I think it might have been Steve Sailer who warned about 15 years ago that the USA was going to become a land of hamburger flippers if American companies didn't stop massive offshoring of industrial jobs. I thought of the remark last night when I heard Barron's Jim McTague give John Batchelor an update on the current economic situation for the United States. (Podcast

Jim mentioned the statistic about the restaurant industry almost in passing (and noted that public elementary and high schools are the largest employer) to convey why the recent large number of restaurant bankruptcies is a red flag for the U.S. He noted there are just too many restaurants. 

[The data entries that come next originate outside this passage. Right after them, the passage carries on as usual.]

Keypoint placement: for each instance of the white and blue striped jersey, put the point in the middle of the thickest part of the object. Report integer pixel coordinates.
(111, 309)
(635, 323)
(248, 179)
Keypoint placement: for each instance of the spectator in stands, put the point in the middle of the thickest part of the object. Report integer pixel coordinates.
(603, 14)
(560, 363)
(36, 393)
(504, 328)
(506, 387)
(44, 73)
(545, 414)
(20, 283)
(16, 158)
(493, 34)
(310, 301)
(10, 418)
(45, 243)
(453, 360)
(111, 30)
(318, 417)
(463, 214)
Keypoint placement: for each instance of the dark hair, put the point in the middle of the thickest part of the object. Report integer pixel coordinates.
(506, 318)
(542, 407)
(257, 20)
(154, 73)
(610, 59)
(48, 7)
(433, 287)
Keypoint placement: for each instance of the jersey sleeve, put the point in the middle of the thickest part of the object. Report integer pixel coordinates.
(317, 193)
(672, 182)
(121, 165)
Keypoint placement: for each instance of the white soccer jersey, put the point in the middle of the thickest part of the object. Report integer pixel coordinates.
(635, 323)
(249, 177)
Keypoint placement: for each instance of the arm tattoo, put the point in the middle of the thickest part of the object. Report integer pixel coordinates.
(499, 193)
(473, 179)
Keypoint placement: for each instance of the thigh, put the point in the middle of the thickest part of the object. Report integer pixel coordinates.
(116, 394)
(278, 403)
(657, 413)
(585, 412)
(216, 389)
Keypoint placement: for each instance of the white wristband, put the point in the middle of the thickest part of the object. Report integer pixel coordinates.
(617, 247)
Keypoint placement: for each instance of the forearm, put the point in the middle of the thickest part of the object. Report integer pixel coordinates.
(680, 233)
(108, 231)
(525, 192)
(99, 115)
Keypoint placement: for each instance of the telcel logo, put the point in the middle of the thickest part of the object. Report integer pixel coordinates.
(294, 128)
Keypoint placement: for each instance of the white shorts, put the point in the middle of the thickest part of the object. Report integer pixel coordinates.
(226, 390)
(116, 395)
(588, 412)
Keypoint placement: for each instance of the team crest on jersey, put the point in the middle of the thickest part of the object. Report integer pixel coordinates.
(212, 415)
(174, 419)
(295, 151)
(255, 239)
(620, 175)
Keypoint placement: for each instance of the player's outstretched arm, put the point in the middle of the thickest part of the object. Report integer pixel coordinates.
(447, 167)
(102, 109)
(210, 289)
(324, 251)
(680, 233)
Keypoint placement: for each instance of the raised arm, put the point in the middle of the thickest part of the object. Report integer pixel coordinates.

Piled on top of the glut are looming hourly minimum wage salary increases, which will also apply to restaurant workers. Many restaurant owners simply don't know how they'll be able to afford the hikes -- a topic that spilled into Batchelor's segment last night with Gene Marks, who writes a column on small business for the Washington Post. (Podcast)

Well I don't know what to say here, beyond "Vote Trump." But how many times can you say that to people who're under the impression that other governments can keep buying Washington's debt in large enough measure to stave off an economic crash in the USA?

Or maybe these cockeyed socialist optimists are hoping that the federal government will take in enough revenue from grave robbing, so to speak -- taxes on the estates of dead Baby Boomers -- that it will be able to support an out-of-work electorate. 

Then again, maybe socialists actually want a huge economic crash because they like the idea of everybody living in the America they saw in Escape from New York.